A Song Written and Recorded Before Breakfast
LaMontagne found that his DIY approach led to some pleasant surprises, like on the lovely track “Weeping Willow,” featuring him in multitracked harmony like a one-man Everly Brothers. “It happened really fast,” he says of the track. “It happened before breakfast. I walked through the studio with a cup of coffee and the melody jumped into my head. It was written and recorded by about 10:30 in the morning. That was the beauty of it, once I was on a roll in getting my hands on everything and having things set up. That’s never happened before. I’ve never been able to do that. That was just one of those little gifts of this process. Being able to get a song and get it down that fast. Before you’ve had breakfast, you have a track on the record that you’re happy with.”
Songs “Summer Clouds,” “Misty Morning Rain (Here and Gone Again)” and “Morning Comes Wearing Diamonds” lend human qualities to heavenly bodies. “I live here [in Massachusetts] on the farm, or my wife and I have a little place out on an island in Maine that we visit,” LaMontagne says about his affinity for the natural world. “It’s just that’s where I find peace. It’s just being quiet and being in nature. It’s just such a gift to be alive, such a gift to be present. To be able to be a part of it. And I don’t want to waste it. I don’t want to miss it.”
A Solo Work in the Truest Sense of the Term
A solo work in the truest sense of the term, LaMontagne played all the instruments, wrote all the tunes and even engineered and produced the 10-song collection. While LaMontagne, a New Hampshire-born Massachusetts resident, has usually expanded his sounds from album to album such as adding strings, for example, or leaning into psychedelia, here he takes a few steps back and the outcome is stunningly refreshing. A roster of key influences also found on earlier albums, like Van Morrison or Neil Young, are also evident here, but now they’re channeled more directly than before thanks to the unfussy arrangements and a deep-and-wide mix.
Two of the best tracks are “We’ll Make It Through” and “Highway to the Sun,” the last songs on each side of the vinyl release. “Where do you turn when this living starts to burn through layers that you learned to wrap around your heart somehow?” LaMontagne asks on the relaxed, comforting ballad “We’ll Make It Through.” This song wraps its confidence about a relationship in a poignant melody with a fluttering harmonica, while “Highway to the Sun” is languid and bittersweet — “Just want to feel something real before I die” — while leaving a door open to the possibility that the wish may yet come true.
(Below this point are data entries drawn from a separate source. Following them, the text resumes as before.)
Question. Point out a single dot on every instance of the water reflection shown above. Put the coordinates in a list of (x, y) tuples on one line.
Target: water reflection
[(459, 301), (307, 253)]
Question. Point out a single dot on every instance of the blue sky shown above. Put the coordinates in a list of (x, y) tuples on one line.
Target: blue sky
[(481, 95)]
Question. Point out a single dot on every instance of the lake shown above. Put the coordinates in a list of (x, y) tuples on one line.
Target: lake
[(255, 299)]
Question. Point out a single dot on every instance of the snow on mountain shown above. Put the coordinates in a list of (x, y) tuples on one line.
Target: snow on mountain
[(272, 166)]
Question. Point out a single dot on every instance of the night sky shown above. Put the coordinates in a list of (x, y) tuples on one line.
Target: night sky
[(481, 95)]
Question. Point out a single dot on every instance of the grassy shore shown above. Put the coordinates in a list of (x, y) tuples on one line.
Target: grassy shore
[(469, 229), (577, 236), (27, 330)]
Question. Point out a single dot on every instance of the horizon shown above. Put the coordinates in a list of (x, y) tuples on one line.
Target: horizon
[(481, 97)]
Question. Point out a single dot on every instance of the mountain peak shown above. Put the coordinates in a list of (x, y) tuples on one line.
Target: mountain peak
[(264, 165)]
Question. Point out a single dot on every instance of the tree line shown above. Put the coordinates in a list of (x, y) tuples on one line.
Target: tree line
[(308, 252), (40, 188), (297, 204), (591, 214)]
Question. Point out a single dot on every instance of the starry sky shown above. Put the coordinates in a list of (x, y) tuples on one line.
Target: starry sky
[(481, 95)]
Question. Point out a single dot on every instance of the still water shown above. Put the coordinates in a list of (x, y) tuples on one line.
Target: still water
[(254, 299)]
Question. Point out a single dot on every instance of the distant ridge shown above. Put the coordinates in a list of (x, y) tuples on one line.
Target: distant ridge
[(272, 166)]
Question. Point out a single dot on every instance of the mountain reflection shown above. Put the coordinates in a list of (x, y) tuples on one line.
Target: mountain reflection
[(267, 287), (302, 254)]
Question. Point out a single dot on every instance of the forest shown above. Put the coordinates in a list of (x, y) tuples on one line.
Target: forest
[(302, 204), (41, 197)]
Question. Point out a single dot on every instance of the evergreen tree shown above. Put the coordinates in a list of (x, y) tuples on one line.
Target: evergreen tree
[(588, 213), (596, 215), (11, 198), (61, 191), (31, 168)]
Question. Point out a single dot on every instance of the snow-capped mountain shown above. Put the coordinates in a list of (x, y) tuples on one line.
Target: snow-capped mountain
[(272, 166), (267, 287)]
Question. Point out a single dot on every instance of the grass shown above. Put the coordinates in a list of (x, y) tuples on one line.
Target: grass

As LaMontagne attempts to reassure, his soft vocals and gentle composition invite the listener to lean in as if to hear a secret.
“Monovision” Feels Like a Career High
Regardless of how it’s contextualized in terms of his other work, “Monovision” feels like a career high. Its overarching message of finding comfort and reassurance in the simpler things and in loved ones couldn’t be timelier, and it’s a message that LaMontagne hopes will find its audience. “That’s the power of music,” he says. “That’s why I listen to music. That’s why I still listen to records made 30, 40 years before I was even born. They speak to me. I hope these songs find their way into people’s lives. That’s all you can do.”
LaMontagne has filled “Monovision” with warmth and pure emotions on songs that, even without all the bells and whistles, will ring true in ears and hearts.